The Center for Responsible Lending applauds the Federal Trade Commission for its tough new guidance against deceptive practices by vocational schools.
"The FTC's new guidance on vocational schools identifies some of the most deceptive practices by for-profit colleges," said Maura Dundon, Senior Policy Counsel at the Center for Responsible Lending. "For-profit colleges that mislead students about their expected salaries, job placement, or the quality of the education should take notice that they are violating the FTC Act. The guidance does not technically extend to all for-profit colleges, but it is a warning to the whole industry about deceptive recruitment."
Schools risk FTC enforcement action if they mislead students about whether credits will transfer to other colleges, job placement rates, salaries, graduation rates, and whether the program is "current and up-to-date." The guidance also addresses the common practice of making prospective students believe that they are enrolling in a selective program for which they have qualified, when in reality the school has few enrollment standards, and admits everyone willing to pay tuition.
The guidance applies only to vocational schools that do not offer at least 2-year degrees. This excludes many for-profit colleges, which do offer such degrees. However, the FTC made clear that the deceptive practices discussed in the guidance may still constitute FTC Act violations whether or not the violator is covered by the guidance, and advises that for-profit colleges look to the guidance as "useful guidance" for their own practices.

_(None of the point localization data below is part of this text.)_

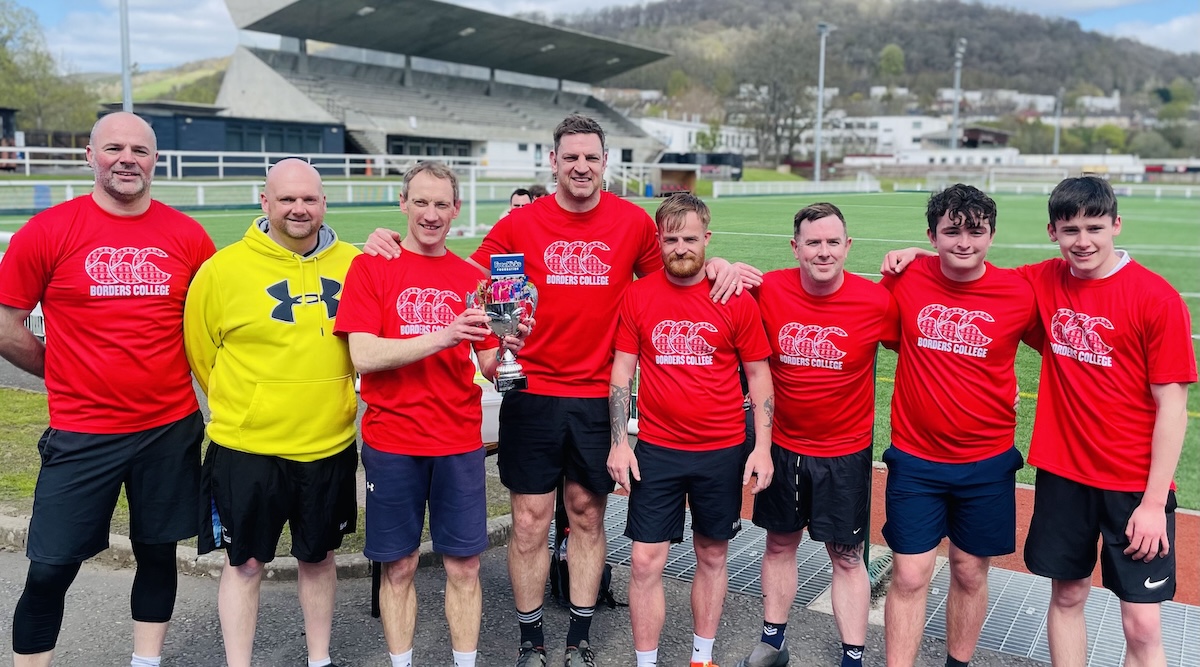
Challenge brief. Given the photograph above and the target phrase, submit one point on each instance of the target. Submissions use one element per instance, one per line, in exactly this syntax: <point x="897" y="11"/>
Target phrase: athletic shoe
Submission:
<point x="766" y="655"/>
<point x="580" y="656"/>
<point x="531" y="655"/>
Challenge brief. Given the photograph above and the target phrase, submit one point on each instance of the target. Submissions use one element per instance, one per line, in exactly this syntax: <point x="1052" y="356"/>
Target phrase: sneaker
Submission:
<point x="580" y="656"/>
<point x="766" y="655"/>
<point x="531" y="655"/>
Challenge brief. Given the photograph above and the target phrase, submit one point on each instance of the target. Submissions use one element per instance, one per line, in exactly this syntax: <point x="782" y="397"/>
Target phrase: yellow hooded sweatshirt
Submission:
<point x="258" y="325"/>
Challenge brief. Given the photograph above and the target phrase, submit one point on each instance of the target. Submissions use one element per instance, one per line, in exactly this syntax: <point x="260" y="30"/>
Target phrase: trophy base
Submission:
<point x="508" y="384"/>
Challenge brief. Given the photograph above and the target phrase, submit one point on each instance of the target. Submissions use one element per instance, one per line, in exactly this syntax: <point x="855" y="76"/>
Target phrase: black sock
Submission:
<point x="581" y="625"/>
<point x="773" y="634"/>
<point x="531" y="628"/>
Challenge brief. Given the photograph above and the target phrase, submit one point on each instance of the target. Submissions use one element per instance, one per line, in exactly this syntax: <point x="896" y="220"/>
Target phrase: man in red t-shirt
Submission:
<point x="691" y="425"/>
<point x="582" y="247"/>
<point x="825" y="326"/>
<point x="411" y="337"/>
<point x="1116" y="364"/>
<point x="952" y="463"/>
<point x="111" y="270"/>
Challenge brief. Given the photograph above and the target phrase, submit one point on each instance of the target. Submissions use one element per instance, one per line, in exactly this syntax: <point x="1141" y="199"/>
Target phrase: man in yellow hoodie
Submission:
<point x="258" y="325"/>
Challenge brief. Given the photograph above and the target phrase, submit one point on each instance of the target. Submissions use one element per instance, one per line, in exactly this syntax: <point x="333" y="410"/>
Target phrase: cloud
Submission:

The FTC first released the Vocational School Guides in 1972, and last updated them in 1998. Since 1998, the for-profit college sector has exploded in size and financial impact on students and taxpayers. In the most recent data on student loan defaults, for-profit colleges accounted for 46% of defaults - even though they only enrolled 13% of students. For-profit colleges generally charge much more than public schools - an average of four times more than a comparable community college for a certificate or associate's degree. The sector derives tens of billions of dollars from federal student aid, absorbing up to 25% of all federal aid funds. Over 800 for-profit schools received more than 80% of their revenue from federal aid. A greater proportion of for-profit college students than students at other types of schools borrow to pay tuition, especially those enrolled in two-year degrees and certificate programs.